The bulk of the character development is done in one of the Tales series defining aspects, the skit. While paying the game a prompt will appear to press a button and a short dialogue driven scene will occur where the characters discuss a wide range of topics. Sometimes they’ll add shading to the main plot, sometimes they will reveal new facets of the characters and sometimes they will just be humorous diversions. They are optional but for the full experience I highly recommend watching and enjoying each one. They’re never too lengthy either, which is something this genre has been known to struggle with.
Playing Tales of Vesperia for the most part feels like playing any other JRPG. The party explores a world map fraught with enemy encounters, they explore towns, get to know NPC’s, buy upgrades at stores, rest in Inn’s and navigate dungeons full of treasure and treachery. It’s all pretty standard stuff that to its credit never feels like too much of a chore. There are a couple of moments where it shows its age, no game should ever make you backtrack through dungeons complete with enemy encounters once completed.

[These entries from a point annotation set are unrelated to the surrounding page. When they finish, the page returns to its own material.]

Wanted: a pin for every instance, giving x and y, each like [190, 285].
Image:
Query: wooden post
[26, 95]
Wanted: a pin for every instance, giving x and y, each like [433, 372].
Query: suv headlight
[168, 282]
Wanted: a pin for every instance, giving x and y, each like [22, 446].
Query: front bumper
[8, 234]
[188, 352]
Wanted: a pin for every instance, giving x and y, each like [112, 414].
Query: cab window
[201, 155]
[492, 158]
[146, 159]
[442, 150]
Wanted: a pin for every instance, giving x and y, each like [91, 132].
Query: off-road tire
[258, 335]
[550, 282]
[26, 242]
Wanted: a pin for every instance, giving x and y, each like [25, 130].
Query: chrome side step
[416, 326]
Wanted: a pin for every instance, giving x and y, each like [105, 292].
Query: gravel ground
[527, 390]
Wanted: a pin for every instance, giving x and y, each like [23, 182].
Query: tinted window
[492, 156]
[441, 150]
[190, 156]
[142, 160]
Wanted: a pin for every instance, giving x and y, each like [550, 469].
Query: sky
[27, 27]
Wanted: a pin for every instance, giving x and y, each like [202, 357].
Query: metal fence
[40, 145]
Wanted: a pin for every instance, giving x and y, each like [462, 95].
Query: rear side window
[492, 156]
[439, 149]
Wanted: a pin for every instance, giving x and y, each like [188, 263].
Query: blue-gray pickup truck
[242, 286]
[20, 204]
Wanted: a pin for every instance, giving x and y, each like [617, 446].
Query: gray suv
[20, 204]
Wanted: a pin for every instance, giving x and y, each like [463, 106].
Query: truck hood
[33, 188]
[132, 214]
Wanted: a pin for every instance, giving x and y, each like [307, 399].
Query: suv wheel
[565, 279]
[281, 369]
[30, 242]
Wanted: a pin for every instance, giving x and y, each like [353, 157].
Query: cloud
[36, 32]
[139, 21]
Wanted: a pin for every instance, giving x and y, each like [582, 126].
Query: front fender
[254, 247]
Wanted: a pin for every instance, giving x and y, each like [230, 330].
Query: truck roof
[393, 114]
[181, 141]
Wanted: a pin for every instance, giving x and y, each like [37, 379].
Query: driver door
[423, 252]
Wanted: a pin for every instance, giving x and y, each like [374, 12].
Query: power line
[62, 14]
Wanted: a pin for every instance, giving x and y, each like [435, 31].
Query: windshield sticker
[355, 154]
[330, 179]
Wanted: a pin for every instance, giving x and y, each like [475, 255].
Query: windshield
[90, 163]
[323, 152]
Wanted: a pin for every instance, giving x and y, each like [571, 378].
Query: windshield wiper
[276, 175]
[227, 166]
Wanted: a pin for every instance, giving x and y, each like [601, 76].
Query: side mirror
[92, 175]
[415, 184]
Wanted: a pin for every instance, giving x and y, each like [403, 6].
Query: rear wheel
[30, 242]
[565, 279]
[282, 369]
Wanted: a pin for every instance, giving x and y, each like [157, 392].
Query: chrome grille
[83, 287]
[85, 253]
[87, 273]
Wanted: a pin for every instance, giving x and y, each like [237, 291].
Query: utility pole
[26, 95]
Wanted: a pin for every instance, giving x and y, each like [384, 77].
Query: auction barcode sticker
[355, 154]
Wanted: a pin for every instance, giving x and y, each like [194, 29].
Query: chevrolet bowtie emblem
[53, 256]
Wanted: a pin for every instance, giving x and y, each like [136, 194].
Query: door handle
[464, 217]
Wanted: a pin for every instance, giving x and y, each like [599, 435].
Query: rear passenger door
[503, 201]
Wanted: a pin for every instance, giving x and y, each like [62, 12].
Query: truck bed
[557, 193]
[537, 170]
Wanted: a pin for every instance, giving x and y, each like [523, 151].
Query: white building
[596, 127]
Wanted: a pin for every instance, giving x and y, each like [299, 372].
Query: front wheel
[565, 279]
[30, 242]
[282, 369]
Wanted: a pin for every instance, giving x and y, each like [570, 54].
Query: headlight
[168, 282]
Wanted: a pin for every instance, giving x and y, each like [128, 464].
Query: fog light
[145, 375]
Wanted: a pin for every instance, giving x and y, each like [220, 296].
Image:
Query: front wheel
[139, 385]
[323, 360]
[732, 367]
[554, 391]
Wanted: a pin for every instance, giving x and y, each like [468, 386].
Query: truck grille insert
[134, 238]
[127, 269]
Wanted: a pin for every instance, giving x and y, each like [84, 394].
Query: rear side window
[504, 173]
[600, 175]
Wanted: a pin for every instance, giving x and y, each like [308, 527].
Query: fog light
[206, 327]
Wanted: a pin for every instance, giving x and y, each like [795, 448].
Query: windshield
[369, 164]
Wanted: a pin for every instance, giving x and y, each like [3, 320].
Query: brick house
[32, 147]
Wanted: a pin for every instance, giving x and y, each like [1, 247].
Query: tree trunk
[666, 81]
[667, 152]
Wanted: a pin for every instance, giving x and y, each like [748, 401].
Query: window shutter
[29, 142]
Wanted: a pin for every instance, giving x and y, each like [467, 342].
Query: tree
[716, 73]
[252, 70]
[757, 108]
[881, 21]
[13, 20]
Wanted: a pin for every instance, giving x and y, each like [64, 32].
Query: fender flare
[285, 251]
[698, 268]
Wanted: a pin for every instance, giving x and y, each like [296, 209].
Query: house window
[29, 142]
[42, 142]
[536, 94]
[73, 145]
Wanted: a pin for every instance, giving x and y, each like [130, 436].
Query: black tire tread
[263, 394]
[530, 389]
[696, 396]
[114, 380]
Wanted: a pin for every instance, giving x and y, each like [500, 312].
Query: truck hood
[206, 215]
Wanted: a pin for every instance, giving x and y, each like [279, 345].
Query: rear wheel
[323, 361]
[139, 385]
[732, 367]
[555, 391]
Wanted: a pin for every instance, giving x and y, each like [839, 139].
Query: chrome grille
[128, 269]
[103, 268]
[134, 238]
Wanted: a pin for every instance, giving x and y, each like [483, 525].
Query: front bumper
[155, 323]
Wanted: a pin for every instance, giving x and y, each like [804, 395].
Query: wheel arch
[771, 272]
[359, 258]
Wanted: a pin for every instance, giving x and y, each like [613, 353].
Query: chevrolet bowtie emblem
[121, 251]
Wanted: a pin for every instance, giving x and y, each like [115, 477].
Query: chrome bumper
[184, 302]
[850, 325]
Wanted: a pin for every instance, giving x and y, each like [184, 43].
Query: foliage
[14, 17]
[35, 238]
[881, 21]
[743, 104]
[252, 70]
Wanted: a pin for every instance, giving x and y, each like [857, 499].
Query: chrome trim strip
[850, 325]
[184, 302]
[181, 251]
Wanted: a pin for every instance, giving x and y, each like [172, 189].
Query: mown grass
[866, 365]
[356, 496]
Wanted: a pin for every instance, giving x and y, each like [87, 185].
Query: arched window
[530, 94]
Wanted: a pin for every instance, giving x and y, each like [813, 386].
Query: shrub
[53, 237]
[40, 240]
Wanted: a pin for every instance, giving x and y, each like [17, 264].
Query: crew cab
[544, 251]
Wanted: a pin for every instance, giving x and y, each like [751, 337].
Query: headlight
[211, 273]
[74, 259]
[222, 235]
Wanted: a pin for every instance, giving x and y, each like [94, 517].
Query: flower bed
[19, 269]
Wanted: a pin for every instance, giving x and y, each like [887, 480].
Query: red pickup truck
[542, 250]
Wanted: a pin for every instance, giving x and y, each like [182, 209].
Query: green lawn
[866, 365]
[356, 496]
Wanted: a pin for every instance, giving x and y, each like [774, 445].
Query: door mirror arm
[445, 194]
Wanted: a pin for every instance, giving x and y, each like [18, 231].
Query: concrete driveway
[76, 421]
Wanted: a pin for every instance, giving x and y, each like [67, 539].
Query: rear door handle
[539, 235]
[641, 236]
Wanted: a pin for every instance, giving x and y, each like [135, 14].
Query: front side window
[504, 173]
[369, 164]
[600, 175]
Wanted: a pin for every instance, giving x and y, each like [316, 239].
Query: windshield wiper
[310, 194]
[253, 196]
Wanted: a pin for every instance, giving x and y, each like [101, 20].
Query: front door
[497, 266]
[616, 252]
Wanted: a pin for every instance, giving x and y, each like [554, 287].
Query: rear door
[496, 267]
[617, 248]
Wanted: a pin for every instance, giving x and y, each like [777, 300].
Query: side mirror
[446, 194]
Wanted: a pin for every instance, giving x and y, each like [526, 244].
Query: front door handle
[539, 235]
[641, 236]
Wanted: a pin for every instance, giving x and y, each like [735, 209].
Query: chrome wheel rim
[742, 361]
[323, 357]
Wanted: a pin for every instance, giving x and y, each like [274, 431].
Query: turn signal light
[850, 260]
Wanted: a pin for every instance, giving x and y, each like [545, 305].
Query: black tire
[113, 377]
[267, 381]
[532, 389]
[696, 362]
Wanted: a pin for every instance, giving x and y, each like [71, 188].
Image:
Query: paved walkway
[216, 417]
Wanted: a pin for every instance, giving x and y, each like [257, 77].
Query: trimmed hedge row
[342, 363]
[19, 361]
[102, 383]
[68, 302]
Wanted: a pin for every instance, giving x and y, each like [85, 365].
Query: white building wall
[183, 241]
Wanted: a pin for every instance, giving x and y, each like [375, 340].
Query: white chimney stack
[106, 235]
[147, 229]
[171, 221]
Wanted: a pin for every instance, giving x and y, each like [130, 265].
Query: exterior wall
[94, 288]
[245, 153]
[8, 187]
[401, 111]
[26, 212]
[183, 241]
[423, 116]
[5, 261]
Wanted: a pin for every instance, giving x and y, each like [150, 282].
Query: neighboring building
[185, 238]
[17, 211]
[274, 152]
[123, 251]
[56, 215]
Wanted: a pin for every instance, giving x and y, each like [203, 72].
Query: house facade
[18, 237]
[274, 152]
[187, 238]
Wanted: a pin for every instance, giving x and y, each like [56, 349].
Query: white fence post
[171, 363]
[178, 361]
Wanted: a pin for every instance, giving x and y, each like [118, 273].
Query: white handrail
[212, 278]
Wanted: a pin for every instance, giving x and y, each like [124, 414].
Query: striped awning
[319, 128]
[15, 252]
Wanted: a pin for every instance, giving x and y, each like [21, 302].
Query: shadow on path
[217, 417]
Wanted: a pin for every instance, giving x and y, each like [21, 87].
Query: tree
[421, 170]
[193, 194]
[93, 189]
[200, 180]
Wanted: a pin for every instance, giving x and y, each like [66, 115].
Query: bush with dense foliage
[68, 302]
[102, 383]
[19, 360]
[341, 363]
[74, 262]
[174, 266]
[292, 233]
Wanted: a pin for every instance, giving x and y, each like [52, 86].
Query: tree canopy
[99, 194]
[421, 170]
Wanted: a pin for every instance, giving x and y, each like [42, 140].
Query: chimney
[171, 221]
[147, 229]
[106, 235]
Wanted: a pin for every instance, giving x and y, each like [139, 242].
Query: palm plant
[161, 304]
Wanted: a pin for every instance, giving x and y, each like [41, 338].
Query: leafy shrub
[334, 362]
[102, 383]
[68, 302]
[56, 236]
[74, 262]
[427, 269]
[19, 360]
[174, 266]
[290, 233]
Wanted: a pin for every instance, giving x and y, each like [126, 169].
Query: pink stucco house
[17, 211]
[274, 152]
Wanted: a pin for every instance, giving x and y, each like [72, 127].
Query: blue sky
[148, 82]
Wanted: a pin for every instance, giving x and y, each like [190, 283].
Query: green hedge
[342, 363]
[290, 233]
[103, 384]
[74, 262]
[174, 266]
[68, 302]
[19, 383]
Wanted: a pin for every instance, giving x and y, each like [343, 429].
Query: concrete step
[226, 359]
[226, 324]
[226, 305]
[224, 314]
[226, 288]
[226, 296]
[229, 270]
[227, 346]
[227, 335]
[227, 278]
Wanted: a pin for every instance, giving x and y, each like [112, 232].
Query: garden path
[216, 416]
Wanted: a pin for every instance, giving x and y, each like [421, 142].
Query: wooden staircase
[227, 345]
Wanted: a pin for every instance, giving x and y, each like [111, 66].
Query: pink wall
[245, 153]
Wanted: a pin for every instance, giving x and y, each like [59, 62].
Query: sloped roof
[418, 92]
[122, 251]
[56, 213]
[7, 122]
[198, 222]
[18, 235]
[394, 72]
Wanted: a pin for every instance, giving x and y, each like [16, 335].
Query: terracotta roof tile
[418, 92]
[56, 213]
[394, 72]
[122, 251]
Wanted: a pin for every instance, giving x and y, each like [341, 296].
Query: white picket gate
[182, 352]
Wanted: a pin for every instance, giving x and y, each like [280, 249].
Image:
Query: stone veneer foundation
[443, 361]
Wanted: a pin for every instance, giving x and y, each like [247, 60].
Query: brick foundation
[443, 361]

The combat is where the real meat of the game is. Combat takes place in real time and gradually guides players through the numerous skills you need to progress through the game. There are a couple of needless difficulty spikes, but mostly it feels like the battle system grows as you progress through the game. Artes are the skill moves in Tales of Vesperia and they become more powerful and elaborate the higher you level your characters. Artes are assigned to the left and right thumb stick and can be updated throughout the game. I found the Artes assigned to the right stick to be much fiddlier to control due to their proximity to the other buttons, but the Artes on the left stick are much easier to manage. It’s easy to get to grips with yet reveals a lot of hidden depth. Your AI companions are also quite smart; they don’t often run headlong in to death or waste their skills on useless endeavours.
The cartoony cel-shaded style graphics have definitely aged well. The characters and combat all look great with the graphical upgrade. Some of the environments have suffered due to the passing years but for the most part you would have no idea that Tales of Vesperia was released in 2009. The added voice acting is also most welcome and helps flesh the game out. It does get annoying to hear the battle cries over and over but eventually it just becomes part of the background. The soundtrack is also charming without being mindblowing. In particular, the town music is catchy in a low key way.
The Nintendo Switch is fast becoming the definitive JRPG console of its generation, and Tales of Vesperia stands tall among its best games. The combat is fast paced and fun, there is plenty to see and do and the cast of characters are a joy to be around. If future ports and remasters are as delightful to experience as Tales of Vesperia, there is a lot to look forward to in the future of the Switch.